Focus in optics has as property called depth of field.  I have recently started modeling my own attention and focus as having this property.  I think of it like this: the concept of focus is not binary (focused or not focused). When choosing to focus, I must also choose what range of distance (or size of problem) I want to see sharply. 

For example, if I want to focus on one leaf in a tree, I use what I call "laser focus". (This is what I do to find the single-equals bug). I often feel intense when I do this. Caffeine helps.

But I can also focus not on a single leaf, but on the entire tree. I call this "soft focus" because I can feel my eye muscles relax and "soften" when I focus this way. Soft focus in not un-focused. It might not help you find the single equals bug, but it is useful for focusing on an entire system. For example, when I want to see how leaves move together in the wind, I use soft focus.  Soft focus lets me focus on the system as a whole rather than precisely tracking all the leaves individually.
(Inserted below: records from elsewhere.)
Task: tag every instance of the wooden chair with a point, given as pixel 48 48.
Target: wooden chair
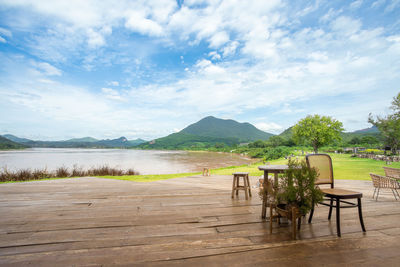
pixel 323 163
pixel 392 172
pixel 236 185
pixel 380 181
pixel 206 172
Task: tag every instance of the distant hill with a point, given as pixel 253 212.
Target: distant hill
pixel 83 139
pixel 6 143
pixel 16 139
pixel 208 132
pixel 287 134
pixel 214 127
pixel 85 142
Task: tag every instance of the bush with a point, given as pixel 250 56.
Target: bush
pixel 277 152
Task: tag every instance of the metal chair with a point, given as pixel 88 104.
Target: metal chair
pixel 380 181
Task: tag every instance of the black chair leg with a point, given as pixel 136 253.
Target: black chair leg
pixel 360 214
pixel 337 217
pixel 311 214
pixel 330 209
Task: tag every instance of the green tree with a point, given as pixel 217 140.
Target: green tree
pixel 355 140
pixel 389 126
pixel 317 131
pixel 276 141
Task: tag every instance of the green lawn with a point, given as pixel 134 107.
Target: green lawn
pixel 150 178
pixel 344 167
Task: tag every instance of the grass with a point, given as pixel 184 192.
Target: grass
pixel 344 166
pixel 61 172
pixel 151 177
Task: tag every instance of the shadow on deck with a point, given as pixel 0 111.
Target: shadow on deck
pixel 183 221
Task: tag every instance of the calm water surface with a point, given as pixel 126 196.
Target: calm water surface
pixel 143 161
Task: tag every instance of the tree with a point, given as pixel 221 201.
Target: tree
pixel 389 126
pixel 276 141
pixel 317 131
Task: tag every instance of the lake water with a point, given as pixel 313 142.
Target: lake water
pixel 143 161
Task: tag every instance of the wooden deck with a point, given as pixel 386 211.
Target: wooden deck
pixel 184 221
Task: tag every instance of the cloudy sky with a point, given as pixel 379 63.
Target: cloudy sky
pixel 145 69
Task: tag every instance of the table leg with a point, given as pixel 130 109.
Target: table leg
pixel 264 205
pixel 338 217
pixel 360 214
pixel 276 180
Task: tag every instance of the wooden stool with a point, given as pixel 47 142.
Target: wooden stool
pixel 246 184
pixel 206 172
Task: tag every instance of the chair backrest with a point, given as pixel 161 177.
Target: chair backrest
pixel 392 172
pixel 384 182
pixel 323 164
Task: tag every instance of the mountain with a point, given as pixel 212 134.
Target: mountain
pixel 16 139
pixel 83 139
pixel 209 132
pixel 85 142
pixel 287 134
pixel 8 144
pixel 219 128
pixel 137 141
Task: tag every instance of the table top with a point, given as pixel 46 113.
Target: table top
pixel 273 168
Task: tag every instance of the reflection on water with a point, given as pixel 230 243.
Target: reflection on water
pixel 143 161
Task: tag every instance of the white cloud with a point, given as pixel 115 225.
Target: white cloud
pixel 114 83
pixel 356 4
pixel 47 69
pixel 219 39
pixel 214 55
pixel 5 32
pixel 270 127
pixel 137 22
pixel 112 94
pixel 346 25
pixel 378 3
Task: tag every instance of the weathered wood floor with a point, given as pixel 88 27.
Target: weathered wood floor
pixel 184 221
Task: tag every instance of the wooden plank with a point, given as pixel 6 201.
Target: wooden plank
pixel 89 221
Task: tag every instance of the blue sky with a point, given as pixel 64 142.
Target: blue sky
pixel 145 69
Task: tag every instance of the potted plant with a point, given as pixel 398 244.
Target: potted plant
pixel 294 195
pixel 297 190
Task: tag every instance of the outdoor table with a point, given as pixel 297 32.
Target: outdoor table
pixel 275 169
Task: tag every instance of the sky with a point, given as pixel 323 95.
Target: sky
pixel 148 68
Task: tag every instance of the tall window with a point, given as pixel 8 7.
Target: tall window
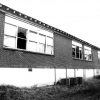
pixel 98 56
pixel 21 38
pixel 87 53
pixel 20 35
pixel 77 50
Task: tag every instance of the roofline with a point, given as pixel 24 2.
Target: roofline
pixel 6 9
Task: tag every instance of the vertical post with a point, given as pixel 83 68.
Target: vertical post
pixel 94 73
pixel 55 75
pixel 84 73
pixel 66 76
pixel 74 73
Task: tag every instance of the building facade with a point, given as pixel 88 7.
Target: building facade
pixel 33 52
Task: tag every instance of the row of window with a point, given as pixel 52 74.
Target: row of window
pixel 20 35
pixel 22 38
pixel 77 51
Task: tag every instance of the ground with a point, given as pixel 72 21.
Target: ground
pixel 89 90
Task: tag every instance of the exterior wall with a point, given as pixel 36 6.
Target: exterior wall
pixel 24 59
pixel 62 57
pixel 46 69
pixel 21 77
pixel 87 64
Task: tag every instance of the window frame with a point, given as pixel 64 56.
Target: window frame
pixel 75 46
pixel 87 49
pixel 27 40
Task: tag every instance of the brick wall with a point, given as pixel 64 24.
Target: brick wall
pixel 62 57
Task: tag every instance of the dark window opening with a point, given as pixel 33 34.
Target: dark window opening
pixel 77 52
pixel 21 40
pixel 73 52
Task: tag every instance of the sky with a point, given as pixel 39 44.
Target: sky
pixel 80 18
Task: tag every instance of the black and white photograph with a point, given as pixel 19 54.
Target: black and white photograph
pixel 49 49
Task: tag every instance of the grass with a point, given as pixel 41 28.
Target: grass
pixel 90 90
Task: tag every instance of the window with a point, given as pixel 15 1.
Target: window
pixel 10 35
pixel 20 35
pixel 21 38
pixel 49 45
pixel 98 56
pixel 87 53
pixel 77 50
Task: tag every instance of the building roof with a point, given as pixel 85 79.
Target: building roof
pixel 6 9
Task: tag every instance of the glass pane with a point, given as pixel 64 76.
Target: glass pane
pixel 41 39
pixel 21 40
pixel 32 36
pixel 10 29
pixel 41 48
pixel 86 57
pixel 49 41
pixel 32 46
pixel 9 41
pixel 49 50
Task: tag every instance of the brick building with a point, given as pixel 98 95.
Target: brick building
pixel 32 52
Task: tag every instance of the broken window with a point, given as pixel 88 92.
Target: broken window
pixel 87 53
pixel 20 35
pixel 21 38
pixel 76 50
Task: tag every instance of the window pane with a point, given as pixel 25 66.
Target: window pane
pixel 32 46
pixel 10 29
pixel 9 41
pixel 49 50
pixel 86 57
pixel 49 41
pixel 41 39
pixel 73 50
pixel 41 48
pixel 21 40
pixel 32 36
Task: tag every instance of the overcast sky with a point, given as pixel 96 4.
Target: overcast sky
pixel 80 18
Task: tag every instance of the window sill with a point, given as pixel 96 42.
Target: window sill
pixel 82 59
pixel 21 50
Look out the window and try it right now.

For the "line 217" bug, I stop focusing on the line and the "Unexpected token }" message. Instead, I adjust my focus and consider the file as a whole. I think about recent changes I made, I see if I can Ctrl+Z my way back to working code. If I have to, I do a git diff.

In this case, the problem happened to be a missing parenthesis, not a curly brace as the compiler suggested.

function submit(){
 var radioButton = $('input:checked').val();
   var f ='submit', {
     user_id: Meteor.userId(),
     answer: radioButton
   }  ) <--- I FORGOT THIS FUCKER!!!  

Perhaps other people have better spidey sense for this type of bug, but I never would have found that bug by looking at the code.

My strategy is to stop using laser focus to drill into the details, and instead, I think about the system as a whole with a softer focus.